In “Fantasies of Social Darwinism: Three generations of this imbecilic progressive talking point are enough” (Weekly Standard Apr 23, 2012, Vol. 17, No. 30), Jonah Goldberg tells us, just about everything we think is correct about social Darwinism is wrong:

… the myth that Social Darwinism was a popular term in the late 19th and early 20th centuries was largely created by the liberal historian Richard Hofstadter, whose 1944 book Social Darwinism in American Thought didn’t merely transform our understanding of the Gilded Age, it largely fabricated an alternative history of it.

But let us start with Herbert Spencer, the man who is always cast as the villain of the tale and the “founder” of the Social Darwinist “movement.”

A writer for one British paper insists Spencer was “a downright evil man …whose passion for eugenics and elimination made him the daydreamer of things to come.” Edwin Black, in his history of eugenics, War Against the Weak, writes that Spencer “completely denounced charity and instead extolled the purifying elimination of the ‘unfit.’ The unfit, he argued, were predestined by their nature to an existence of downwardly spiraling degradation.” Hofstadter himself wrote that the (almost wholly progressive) eugenics movement in America “has proved to be the most enduring aspect” of Spencer’s “tooth-and-claw version of natural selection.”
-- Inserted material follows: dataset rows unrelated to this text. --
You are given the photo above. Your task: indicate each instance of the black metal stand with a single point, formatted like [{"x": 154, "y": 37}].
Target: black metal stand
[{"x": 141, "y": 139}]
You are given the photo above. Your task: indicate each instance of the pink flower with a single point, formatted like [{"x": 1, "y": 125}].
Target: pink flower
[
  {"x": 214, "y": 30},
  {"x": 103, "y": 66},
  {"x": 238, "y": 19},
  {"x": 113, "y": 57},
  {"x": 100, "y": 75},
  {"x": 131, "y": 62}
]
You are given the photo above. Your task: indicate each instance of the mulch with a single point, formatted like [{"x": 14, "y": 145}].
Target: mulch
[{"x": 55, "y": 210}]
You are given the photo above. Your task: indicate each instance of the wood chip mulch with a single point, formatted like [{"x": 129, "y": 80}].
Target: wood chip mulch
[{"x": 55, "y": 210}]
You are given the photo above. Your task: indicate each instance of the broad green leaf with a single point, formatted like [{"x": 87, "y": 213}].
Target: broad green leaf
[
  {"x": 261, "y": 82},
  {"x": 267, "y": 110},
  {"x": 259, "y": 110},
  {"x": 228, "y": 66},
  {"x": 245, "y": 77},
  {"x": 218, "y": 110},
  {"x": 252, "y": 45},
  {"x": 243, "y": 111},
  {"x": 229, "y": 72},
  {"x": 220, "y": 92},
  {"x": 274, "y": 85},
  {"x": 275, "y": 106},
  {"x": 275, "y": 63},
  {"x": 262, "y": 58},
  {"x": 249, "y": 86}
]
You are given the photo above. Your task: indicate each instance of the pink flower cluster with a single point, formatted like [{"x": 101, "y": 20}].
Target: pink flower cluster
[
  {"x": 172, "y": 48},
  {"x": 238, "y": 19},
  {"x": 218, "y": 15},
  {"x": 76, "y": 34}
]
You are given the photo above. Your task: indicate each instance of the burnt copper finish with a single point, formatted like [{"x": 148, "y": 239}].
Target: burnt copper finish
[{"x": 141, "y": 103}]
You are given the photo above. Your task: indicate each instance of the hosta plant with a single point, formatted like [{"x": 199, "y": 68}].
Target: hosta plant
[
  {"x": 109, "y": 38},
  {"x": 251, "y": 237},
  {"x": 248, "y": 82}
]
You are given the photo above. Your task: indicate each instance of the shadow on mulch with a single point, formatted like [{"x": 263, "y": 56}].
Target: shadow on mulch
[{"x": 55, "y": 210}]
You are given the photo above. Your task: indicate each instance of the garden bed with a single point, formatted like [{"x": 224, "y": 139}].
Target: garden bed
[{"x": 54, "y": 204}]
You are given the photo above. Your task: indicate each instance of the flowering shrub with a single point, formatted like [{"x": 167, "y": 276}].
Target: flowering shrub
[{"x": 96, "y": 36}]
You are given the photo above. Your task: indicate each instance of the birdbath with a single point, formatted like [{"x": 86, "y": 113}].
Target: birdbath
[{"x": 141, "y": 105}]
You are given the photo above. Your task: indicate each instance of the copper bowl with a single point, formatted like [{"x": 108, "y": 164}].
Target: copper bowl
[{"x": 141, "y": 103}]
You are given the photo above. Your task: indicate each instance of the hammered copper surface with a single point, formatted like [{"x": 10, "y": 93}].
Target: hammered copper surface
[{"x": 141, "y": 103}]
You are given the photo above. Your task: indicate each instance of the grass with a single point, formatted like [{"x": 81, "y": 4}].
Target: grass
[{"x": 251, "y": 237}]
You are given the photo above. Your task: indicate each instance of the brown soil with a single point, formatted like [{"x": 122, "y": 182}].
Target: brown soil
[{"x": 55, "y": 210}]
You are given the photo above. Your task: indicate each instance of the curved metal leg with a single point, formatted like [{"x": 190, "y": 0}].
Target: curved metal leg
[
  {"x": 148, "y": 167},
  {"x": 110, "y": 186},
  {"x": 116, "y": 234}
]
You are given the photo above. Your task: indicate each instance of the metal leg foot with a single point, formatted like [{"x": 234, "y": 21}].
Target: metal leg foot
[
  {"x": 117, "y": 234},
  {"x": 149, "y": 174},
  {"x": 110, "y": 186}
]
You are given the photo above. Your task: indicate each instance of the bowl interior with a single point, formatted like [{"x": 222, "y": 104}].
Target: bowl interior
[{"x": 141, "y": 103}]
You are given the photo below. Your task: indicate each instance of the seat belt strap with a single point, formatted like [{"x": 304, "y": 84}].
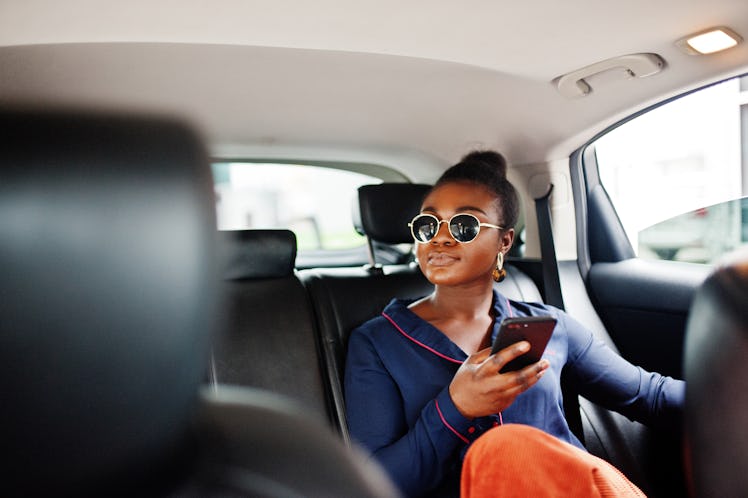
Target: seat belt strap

The truth of the matter, as aggrieved libertarians have been saying for years, is that Spencer was a thoroughly benign classical liberal. Yes, he coined the phrase “survival of the fittest” (a term Darwin embraced), but contrary to generations of propaganda, he did not oppose charity (he celebrated it at great length), did not advocate the mastery of superior races over allegedly inferior ones, did not believe corporations should ride roughshod over the poor (he supported labor unions), and was in fact a great foe of imperialism and a champion of women’s suffrage.

Oh, and he never called himself a Social Darwinist. He didn’t call himself a Darwinist at all (he had a different theory of evolution).

But here’s the interesting part: Almost no one else called himself a Social Darwinist either (including Spencer’s alleged co-conspirator William Graham Sumner). Simply put, there was no remotely serious intellectual movement—at least not in America or Britain—called Social Darwinism, and the evil views attributed to so-called Social Darwinists were not held by its alleged founders. Geoffrey Hodgson conducted a survey of all of the leading English-language academic journals from the mid-1800s until 1937 and couldn’t find any evidence that Spencer and Sumner were part of, never mind leaders of, an intellectual movement called “Social Darwinism.” Even more amazing: In the entire body of Anglo-American scholarly publications spanning more than a century, there is only one article that actually advocates—rather than criticizes—something called “Social Darwinism.” And it not only wasn’t written by Spencer, it doesn’t mention him either.

Well, all kinds of Darwinism have always been a tough sell; figures a politician would want to stick it to his opponents, even if he fronts it himself.